St. John Paul II poses with Nelson Mandela and his wife, Winnie Madikizela-Mandela, in 1990 at the Vatican. CNS photo/Luciano Mellace, Reuters

The Register Archive: A free Mandela brings message to Canadians

  • June 14, 2018

Just four months after being released from a South African prison in 1990, Nelson Mandela, the country’s future president, was in the midst of an international tour, visiting countries that had supported the long fight for his release and against South Africa’s apartheid policies. Canada was one of those stops, as reported by Tonia Desiato in The Register of June 30, 1990.

Nelson Mandela’s release after 27 years in prison, his international popularity and his global tour do not mean that South Africa’s struggle for independence is over, said Jack Panozzo, the national spokesman for the Canadian Catholic Organization for Development and Peace

“One of his most important messages is that economic sanctions against South Africa can’t be dismantled,” he told The Catholic Register

“D&P has been saying this for years and now people will finally get to hear Mr. Mandela say it.” 
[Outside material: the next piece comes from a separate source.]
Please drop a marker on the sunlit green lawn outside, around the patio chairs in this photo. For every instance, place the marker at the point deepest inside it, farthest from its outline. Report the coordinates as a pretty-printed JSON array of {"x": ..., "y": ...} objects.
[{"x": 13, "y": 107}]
The 71-year-old Mandela made a three-day visit to Canada June 17-19. More than 30,000 people gathered on the front lawn of the Ontario Legislature to hear Mandela’s 30-minute speech in which he thanked anti-apartheid solidarity groups, churches, the peace movement and several other organizations for being a “constant source of support and inspiration for us.” 

“For the hundreds of thousands of people around the world who’ve set up meetings, community organizations, rallies and petitions, this is a hopeful moment of things to come,” said Panozzo.
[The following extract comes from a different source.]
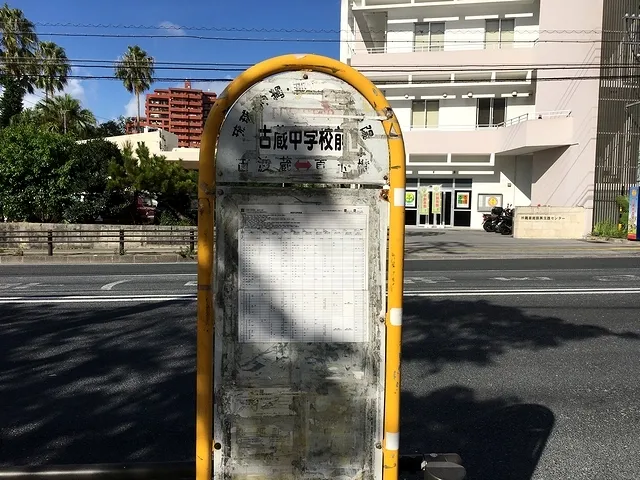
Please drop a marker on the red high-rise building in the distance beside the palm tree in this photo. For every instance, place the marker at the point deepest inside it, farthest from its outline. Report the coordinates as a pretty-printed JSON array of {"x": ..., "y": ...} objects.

In a June 15 statement, the Canadian Council of Churches called Mandela “a champion and leader in the worldwide struggle for freedom, peace and social, political and economic justice.”

Before arriving in Canada, Mandela met with Pope John Paul II in Vatican City on June 15. The Pope said he hoped Mandela’s release marks a new chapter for South Africa. “Thanks be to God that we can meet,” Pope John Paul said, welcoming Mandela. 

The Pope avoided public remarks on the issue of sanctions. In his Ottawa address to Canada’s Parliament, Mandela urged Canada and leaders of the European Community not to relax sanctions against South Africa. “Any move at this stage toward lifting or relaxing international pressure would create a situation in which white South Africans would feel comfortable with the minimal changes which have taken place,” he said.

The leaders of the European Economic Community were scheduled to meet in late June to determine whether sanctions should be ceased because of reforms introduced by South African president F.W de Klerk.